For every person on the lists, hundreds of others may get caught up simply because they share the same name […]

Mario Labbé, a frequent-flying Canadian record-company executive, started having problems at airports shortly after Sept. 11, 2001, with lengthy delays at checkpoints and mysterious questions about Japan. […]

Fed up, in the summer of 2008, he changed his name to François Mario Labbé. The problem vanished.

Several Web sites, including the T.S.A.’s own blog, are rife with tales of misidentification and strategies for solving them. Some travelers purposely misspell their own names when buying tickets, apparently enough to fool the system.

As someone who gets a patdown every time she flies (the POW-MIA bracelet I refuse to take off sets off the metal detector), I can attest to what a pain in the ass it is.

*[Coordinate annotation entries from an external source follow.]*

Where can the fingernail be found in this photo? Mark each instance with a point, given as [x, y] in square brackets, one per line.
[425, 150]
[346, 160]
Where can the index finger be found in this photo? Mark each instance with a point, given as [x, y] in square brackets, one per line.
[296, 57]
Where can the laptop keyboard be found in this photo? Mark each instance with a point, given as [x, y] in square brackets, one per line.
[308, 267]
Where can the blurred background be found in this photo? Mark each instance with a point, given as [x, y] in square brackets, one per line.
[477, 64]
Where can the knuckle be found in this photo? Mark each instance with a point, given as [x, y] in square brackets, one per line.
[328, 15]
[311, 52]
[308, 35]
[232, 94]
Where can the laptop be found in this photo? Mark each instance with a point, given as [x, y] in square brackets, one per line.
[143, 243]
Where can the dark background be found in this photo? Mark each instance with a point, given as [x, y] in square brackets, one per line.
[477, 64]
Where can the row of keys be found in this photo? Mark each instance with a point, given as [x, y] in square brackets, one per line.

But at least there is a somewhat rational reason why it happens to me. I expect it and prepare accordingly. Besides, I’m an adult and can handle it.

On the way home last Friday, Mikey’s boarding pass showed four giant red S’s at the airport in Nassau. “Oh, random screening,” Mrs. Hicks said. […] Mrs. Hicks said she wanted to take pictures of her son being frisked but was told it was against the rules.

Screw the rules. If the pat-down is done in a public place, she should take all the pictures she wants and plaster them all over the internet, as a reminder to us all what a joke our so-called airport security really is.